Though it edged out Sri Lanka in the recent VB Series in Australia, England's fortunes look fairly bleak. Placed in a strong group, it will need to pull off a win against Australia, India or Pakistan to have any hope of making the Super Six. A possible boycott of Zimbabwe might just be the last nail in their 2003 World Cup coffin. In Michael Vaughan, England has a fantastic stroke-maker who has proved capable of succeeding against the very best. When on song, Nick Knight and Marcus Trescothick are damaging openers who can score quickly. Paul Collingwood was a major part of England's campaign in the recent ODI series in Australia. Barring Andy Caddick and Mathew Hoggard, England's bowling does not seem capable of troubling strong batting line-ups.

Zimbabwe will have to perform despite political distractions. It must beat India, Pakistan and Australia to have a likely shot at the Super Six stage. Zimbabwe's fortunes will depend on brothers Andy and Grant Flower. Andy Flower is presently one of the best batsmen in the world and his batting, along with Grant's, will be vital in important games. The team is well organised and fields outstandingly but lacks batting and bowling firepower required to scale the heights. Given the relative strength of Australia, India and Pakistan this time, Zimbabwe does not look to be the threat it was in 1999.

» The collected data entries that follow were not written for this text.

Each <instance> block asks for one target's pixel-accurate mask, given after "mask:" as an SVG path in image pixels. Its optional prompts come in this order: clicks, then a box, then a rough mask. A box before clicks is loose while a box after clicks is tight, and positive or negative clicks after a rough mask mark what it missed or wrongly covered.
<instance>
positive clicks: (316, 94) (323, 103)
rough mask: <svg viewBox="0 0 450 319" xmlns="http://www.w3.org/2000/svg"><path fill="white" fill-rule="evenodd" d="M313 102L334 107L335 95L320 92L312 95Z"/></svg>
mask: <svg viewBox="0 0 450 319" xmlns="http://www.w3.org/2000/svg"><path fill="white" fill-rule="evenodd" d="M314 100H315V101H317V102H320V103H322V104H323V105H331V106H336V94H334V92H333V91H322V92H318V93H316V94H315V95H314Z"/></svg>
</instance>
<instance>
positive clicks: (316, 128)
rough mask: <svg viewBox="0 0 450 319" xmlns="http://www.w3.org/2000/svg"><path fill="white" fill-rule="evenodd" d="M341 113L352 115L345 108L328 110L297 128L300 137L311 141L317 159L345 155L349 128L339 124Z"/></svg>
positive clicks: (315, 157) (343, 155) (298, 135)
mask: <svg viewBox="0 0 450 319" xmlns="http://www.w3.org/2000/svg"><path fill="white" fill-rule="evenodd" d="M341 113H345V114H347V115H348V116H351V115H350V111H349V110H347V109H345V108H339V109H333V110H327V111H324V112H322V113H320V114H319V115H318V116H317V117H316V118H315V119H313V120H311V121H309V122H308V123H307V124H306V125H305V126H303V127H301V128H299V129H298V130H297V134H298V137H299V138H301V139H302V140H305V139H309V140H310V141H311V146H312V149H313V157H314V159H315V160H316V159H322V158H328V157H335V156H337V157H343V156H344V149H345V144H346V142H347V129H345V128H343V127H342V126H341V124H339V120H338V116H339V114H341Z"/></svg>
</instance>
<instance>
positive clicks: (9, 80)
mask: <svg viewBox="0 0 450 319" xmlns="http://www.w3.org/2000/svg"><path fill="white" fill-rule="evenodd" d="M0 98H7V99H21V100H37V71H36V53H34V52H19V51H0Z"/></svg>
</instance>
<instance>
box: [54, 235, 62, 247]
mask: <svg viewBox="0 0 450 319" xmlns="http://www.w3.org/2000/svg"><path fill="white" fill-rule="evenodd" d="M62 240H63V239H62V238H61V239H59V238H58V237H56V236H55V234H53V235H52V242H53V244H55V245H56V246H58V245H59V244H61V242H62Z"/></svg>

WITH 14 teams in the fray, the pool for this World Cup is larger than ever before and the tournament itself is longer than any previous edition. With the inclusion of Namibia, Canada, Holland, Bangladesh and Kenya in the competition, several one-sided contests seem to be in store. Realistically these lesser teams have little hope of a respectable performance against the established teams. The ICC will do well to evaluate the performance of these teams against the A teams and the Under-19 squads of established cricketing nations over a period of time before allowing them into the World Cup.

This World Cup has had its share of controversies. It is now time for the real action to begin and time to put cricket first.